In the realm of battery powered, portable consumer electronic devices such as smart phones, laptop computers and tablet computers, there are a number of sensitive electronic sub-systems that operate relatively tight timing margins, based on a clock signal. Examples of such sub-systems are an applications processor (or system-on-a-chip), a cellular phone network communications interface, a digital camera, a touchscreen, and various sensors such as a proximity sensor and an inertial sensor. Furthermore, such sub-systems often need to be located very close to each other, due to the limited space that is available within the outer enclosure or package of such devices. As a result, it is desirable to reduce electromagnetic noise or interference (EMI) that could be due to the magnetic fields generated by the inductors of switch mode power converters. Otherwise, EMI could present a problem when the fundamental or operating clock frequency of a subsystem is very close to (or aligned with) the switching frequency of the power transistors of a nearby power converter.
A switch mode power converter, such as dc-dc voltage regulator, is sometimes operated in Pulse Frequency Modulation (PFM) mode (i.e., not a fixed frequency pulse width modulation (PWM) mode) in order to improve its efficiency under light load conditions. Typical implementations include, Burst Mode, Pulse Skip Mode etc. where the switching frequency varies with the load current and other operating parameters while at the same time maintaining a regulated DC output voltage. The switch mode controller varies the switching frequency as a function of the load (as well as other parameters) while at the same time maintaining a regulated DC output voltage. For a load that can range for example anywhere from zero to several hundred milliAmps, the converter exhibits a very broad range of power transistor switching frequency, for example from 0 Hz into the MHz range, and also varying inductor magnetic field ripple. Thus, potentially interfering signals are generated over a very wide frequency range.

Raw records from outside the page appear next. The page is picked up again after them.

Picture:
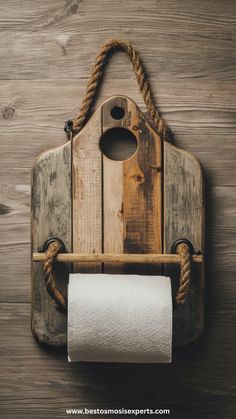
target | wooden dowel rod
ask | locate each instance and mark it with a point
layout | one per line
(120, 258)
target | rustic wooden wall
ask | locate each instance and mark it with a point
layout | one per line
(46, 49)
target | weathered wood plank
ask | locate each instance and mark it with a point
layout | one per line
(45, 377)
(51, 216)
(87, 193)
(61, 15)
(183, 213)
(200, 113)
(138, 208)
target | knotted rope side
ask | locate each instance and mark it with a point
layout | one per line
(97, 70)
(185, 272)
(49, 276)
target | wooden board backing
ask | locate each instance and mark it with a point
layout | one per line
(50, 216)
(116, 206)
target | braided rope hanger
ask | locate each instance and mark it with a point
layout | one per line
(77, 124)
(97, 71)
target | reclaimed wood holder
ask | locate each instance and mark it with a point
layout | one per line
(117, 215)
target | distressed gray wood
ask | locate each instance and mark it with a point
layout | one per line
(46, 51)
(183, 210)
(51, 216)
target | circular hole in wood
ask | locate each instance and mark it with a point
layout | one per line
(118, 144)
(117, 112)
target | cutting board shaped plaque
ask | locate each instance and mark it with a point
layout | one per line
(117, 189)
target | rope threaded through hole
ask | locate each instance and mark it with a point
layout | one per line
(97, 71)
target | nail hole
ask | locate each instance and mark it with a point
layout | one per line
(118, 144)
(117, 112)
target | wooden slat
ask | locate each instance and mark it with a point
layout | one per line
(87, 193)
(184, 218)
(134, 211)
(51, 216)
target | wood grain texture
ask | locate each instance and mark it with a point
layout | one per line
(51, 216)
(87, 193)
(46, 51)
(184, 218)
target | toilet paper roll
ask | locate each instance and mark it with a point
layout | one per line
(119, 318)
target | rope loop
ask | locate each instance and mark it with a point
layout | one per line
(53, 249)
(185, 272)
(97, 71)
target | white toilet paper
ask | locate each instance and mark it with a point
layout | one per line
(119, 318)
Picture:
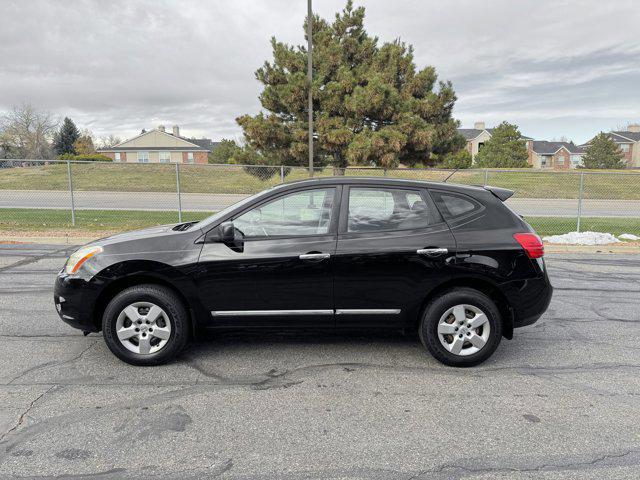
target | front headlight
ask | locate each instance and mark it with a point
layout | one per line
(79, 257)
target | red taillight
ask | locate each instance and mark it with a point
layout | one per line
(531, 243)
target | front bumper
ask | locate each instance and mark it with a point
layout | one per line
(75, 299)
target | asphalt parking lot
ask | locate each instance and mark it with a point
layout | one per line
(561, 400)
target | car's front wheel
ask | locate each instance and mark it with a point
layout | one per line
(461, 328)
(145, 325)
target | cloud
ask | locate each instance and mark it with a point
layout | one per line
(119, 66)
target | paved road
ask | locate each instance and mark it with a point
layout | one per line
(561, 400)
(215, 202)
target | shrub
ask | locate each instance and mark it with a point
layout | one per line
(459, 159)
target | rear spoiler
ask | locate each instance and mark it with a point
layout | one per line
(501, 193)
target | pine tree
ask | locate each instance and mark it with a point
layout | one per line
(66, 137)
(224, 152)
(603, 152)
(505, 149)
(371, 105)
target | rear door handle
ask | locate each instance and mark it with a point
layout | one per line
(432, 252)
(314, 256)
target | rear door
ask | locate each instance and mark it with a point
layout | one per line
(393, 247)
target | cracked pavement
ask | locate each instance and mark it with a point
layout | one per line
(560, 400)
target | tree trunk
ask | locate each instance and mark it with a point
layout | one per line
(339, 164)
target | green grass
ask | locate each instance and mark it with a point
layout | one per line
(40, 220)
(233, 179)
(29, 220)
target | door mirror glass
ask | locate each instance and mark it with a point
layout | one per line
(227, 233)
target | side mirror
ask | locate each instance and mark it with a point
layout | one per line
(227, 233)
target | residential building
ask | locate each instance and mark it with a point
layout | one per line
(478, 135)
(555, 155)
(629, 143)
(159, 146)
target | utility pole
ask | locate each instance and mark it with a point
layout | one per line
(310, 82)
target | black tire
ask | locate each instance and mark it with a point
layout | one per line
(437, 307)
(165, 299)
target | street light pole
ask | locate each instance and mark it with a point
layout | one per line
(310, 83)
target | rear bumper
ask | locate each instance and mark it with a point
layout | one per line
(531, 301)
(74, 299)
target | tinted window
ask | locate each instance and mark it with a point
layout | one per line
(380, 209)
(455, 205)
(297, 214)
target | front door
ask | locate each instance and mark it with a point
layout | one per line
(282, 273)
(393, 247)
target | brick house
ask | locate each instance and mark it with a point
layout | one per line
(629, 143)
(555, 155)
(478, 135)
(158, 146)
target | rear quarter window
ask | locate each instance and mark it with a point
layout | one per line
(455, 205)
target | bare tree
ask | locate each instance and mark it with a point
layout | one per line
(108, 141)
(27, 133)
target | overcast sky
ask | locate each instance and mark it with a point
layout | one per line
(556, 68)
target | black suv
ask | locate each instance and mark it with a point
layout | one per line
(450, 261)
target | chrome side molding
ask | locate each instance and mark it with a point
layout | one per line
(368, 311)
(268, 313)
(432, 252)
(314, 256)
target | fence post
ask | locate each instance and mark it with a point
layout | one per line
(178, 191)
(73, 203)
(580, 194)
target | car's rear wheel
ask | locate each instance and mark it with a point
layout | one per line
(145, 325)
(462, 327)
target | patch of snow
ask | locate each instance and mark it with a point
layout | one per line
(629, 236)
(583, 238)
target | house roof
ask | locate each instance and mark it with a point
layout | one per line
(471, 133)
(179, 143)
(544, 147)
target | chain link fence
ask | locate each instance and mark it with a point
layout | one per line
(67, 196)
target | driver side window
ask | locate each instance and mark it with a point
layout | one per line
(297, 214)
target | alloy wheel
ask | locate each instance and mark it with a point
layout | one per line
(463, 329)
(143, 328)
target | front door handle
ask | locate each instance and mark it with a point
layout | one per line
(432, 252)
(314, 256)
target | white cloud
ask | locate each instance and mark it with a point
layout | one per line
(119, 66)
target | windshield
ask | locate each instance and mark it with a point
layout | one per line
(217, 216)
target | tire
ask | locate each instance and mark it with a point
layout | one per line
(135, 313)
(441, 325)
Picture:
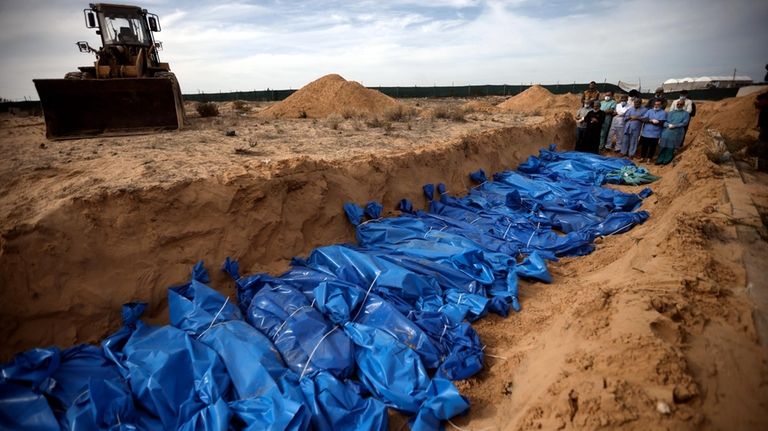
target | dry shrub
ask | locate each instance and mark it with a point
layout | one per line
(399, 113)
(241, 105)
(715, 148)
(333, 122)
(207, 109)
(378, 122)
(453, 113)
(349, 114)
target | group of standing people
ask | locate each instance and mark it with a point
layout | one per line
(623, 126)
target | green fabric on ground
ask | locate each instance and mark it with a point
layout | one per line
(632, 175)
(665, 156)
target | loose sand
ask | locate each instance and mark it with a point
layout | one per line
(330, 95)
(654, 320)
(538, 99)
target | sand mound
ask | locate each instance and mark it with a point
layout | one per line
(538, 98)
(479, 106)
(329, 95)
(735, 118)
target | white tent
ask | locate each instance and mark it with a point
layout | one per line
(705, 82)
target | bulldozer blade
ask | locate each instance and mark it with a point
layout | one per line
(82, 108)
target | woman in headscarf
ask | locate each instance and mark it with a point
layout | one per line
(594, 119)
(673, 133)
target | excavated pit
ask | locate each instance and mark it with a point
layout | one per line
(66, 272)
(653, 330)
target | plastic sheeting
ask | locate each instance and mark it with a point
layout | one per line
(346, 333)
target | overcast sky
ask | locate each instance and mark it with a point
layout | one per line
(253, 45)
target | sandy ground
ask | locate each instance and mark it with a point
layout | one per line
(654, 330)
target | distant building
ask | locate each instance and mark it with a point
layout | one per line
(705, 82)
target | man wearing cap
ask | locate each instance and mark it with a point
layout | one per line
(607, 105)
(688, 106)
(617, 124)
(633, 122)
(653, 124)
(673, 132)
(591, 93)
(659, 95)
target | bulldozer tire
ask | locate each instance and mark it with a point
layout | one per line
(177, 93)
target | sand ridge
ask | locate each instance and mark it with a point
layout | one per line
(538, 99)
(331, 95)
(651, 331)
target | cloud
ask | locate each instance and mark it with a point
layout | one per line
(216, 46)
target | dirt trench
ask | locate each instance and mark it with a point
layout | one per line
(65, 274)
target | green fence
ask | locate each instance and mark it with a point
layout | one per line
(412, 92)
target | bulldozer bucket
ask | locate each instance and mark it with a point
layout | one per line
(82, 108)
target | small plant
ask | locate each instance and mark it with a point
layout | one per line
(452, 113)
(349, 114)
(715, 149)
(207, 109)
(333, 122)
(378, 122)
(241, 105)
(398, 113)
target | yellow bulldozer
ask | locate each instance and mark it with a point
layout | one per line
(126, 91)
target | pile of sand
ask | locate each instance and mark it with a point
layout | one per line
(539, 99)
(735, 118)
(479, 106)
(330, 95)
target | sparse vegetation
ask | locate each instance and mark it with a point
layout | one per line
(453, 113)
(378, 122)
(333, 122)
(715, 149)
(349, 114)
(207, 109)
(399, 113)
(241, 105)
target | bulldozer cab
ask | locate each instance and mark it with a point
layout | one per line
(126, 36)
(126, 90)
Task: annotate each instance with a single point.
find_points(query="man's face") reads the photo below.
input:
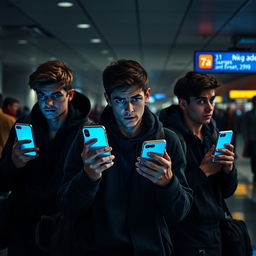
(200, 109)
(53, 101)
(128, 107)
(13, 108)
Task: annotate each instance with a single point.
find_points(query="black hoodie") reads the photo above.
(34, 186)
(123, 213)
(200, 229)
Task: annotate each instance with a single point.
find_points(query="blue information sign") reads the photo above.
(225, 62)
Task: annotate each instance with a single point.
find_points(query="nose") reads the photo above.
(210, 106)
(129, 106)
(49, 101)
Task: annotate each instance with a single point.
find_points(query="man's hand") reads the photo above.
(159, 171)
(19, 158)
(226, 158)
(94, 163)
(207, 166)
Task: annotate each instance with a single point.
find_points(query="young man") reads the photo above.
(199, 232)
(249, 133)
(34, 180)
(123, 205)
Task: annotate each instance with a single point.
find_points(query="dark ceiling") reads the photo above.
(162, 35)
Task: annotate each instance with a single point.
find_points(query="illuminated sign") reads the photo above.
(242, 94)
(225, 62)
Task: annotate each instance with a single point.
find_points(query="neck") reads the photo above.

One possible solution to the problem of EMI generation and susceptibility within portable devices is to add EMI shielding between the power converter circuitry and nearby sensitive circuits, or to at least position the inductors of the power converter away from the sensitive circuits. That however may not be practical within space-constrained, portable devices especially tablet computers and smartphones. Other solutions to the problem may lie in the use of spread spectrum techniques where the total switching noise power is spread across a wider frequency range (by for example randomizing a switching parameter of the power converter), so that noise power at the operating frequency of a nearby subsystem is reduced. The trade off in the spread spectrum approach however is that the noise floor is raised.